Civilians and fighters wait to be evacuated from east Aleppo on 16 December Reuters/Abdalrhman Ismail

The evacuation of thousands of civilians and rebel fighters from Aleppo stalled again on Sunday morning, ahead of a UN Security Council debate on a French resolution on the Syrian conflict.

Syrian state TV announced a new agreement in the afternoon and later reported buses carrying fighters and their families leaving the city.

Plans to evacuate Aleppo were held up earlier on Sunday by a disagreement over the number of people to be moved out of two Shia-Muslim majority towns besieged by rebels in Idlib province.

Foua and Kafraya were supposed to be evacuated at the same time as east Aleppo but, while the rebels who hold the towns accepted that 1,500 people should be allowed to leave, Iran, an ally of Syrian President Bashar al-Assad, wanted the figure to be 4,000.

Meanwhile, some 40,000 civilians and 1,500-5,000 combatants and their families remained in Aleppo, according to UN envoy Staffan de Mistura.

Several hundred people demonstrated in solidarity with the Aleppo population in the French cities of Lille, Strasbourg and Marseille on Saturday.

France calls for international observers

The UN Security Council was to meet at 11.00am New York time (1600 GMT) to discuss a French resolution calling for "neutral monitoring" of the humanitarian efforts in Aleppo.

"Our goal through this resolution is to avoid another Srebrenica in this phase immediately following the military operations," French Ambassador Francois Delattre told the AFP news agency in a reference to the massacre of thousands of Bosnian men and boys when the town fell to Bosnian Serb forces in 1995.

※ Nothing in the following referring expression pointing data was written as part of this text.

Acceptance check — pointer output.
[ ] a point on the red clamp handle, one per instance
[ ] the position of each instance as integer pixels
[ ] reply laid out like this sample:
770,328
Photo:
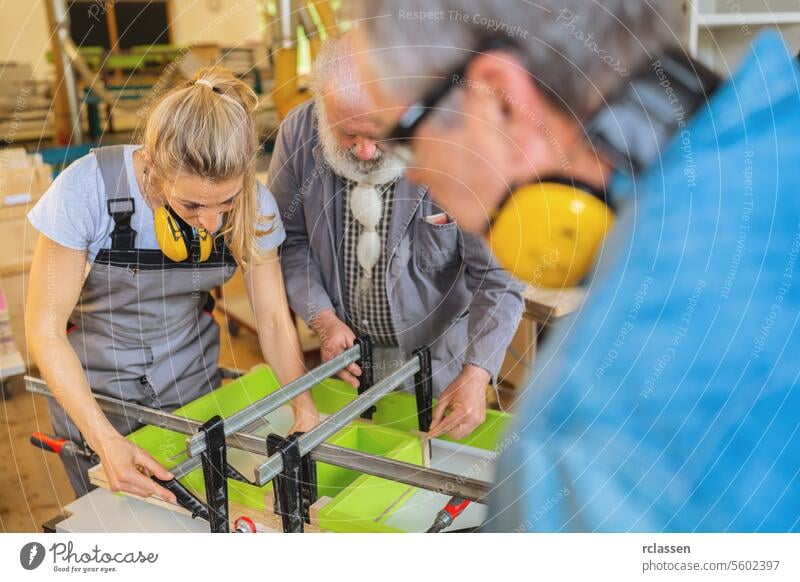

The French draft proposes that:

  • Civilians be guaranteed "voluntary, safe and dignified passage" from Aleppo and other areas under UN monitoring and coordination, with priority given to the wounded and most vulnerable;

  • UN Secretary-General Ban Ki-moon quickly redeploy UN humanitarian staff already in Syria to the city "to carry out adequate, neutral monitoring, direct observation and to report on evacuations from besieged parts of Aleppo and protection of civilians inside Aleppo";

  • More staff should follow and the Syrian government should allow access;

  • Ban would report to the council within five days on whether access has been granted by the Syrian government;

  •  The protection of doctors, medical workers, ambulances and hospitals, specifically the border hospitals of Atmeh, Darkoush, Bab al-Hawa and Bab al-Salamah, where many of the evacuees would be taken.

Assad's ally Russia has vetoed several resolution on the Security Council but French President François Hollande said this week that he "could not imagine" it would block a "humanitarian" proposal.

But Russian Ambassador Vitaly Churkin said he found elements of the French proposal "questionable", expressing doubts that the observers could be quickly redeployed.

Ban has urged Syrian parties to resume the evacuation operation and allow civilians to leave safely, saying "Aleppo is now a synonym for hell."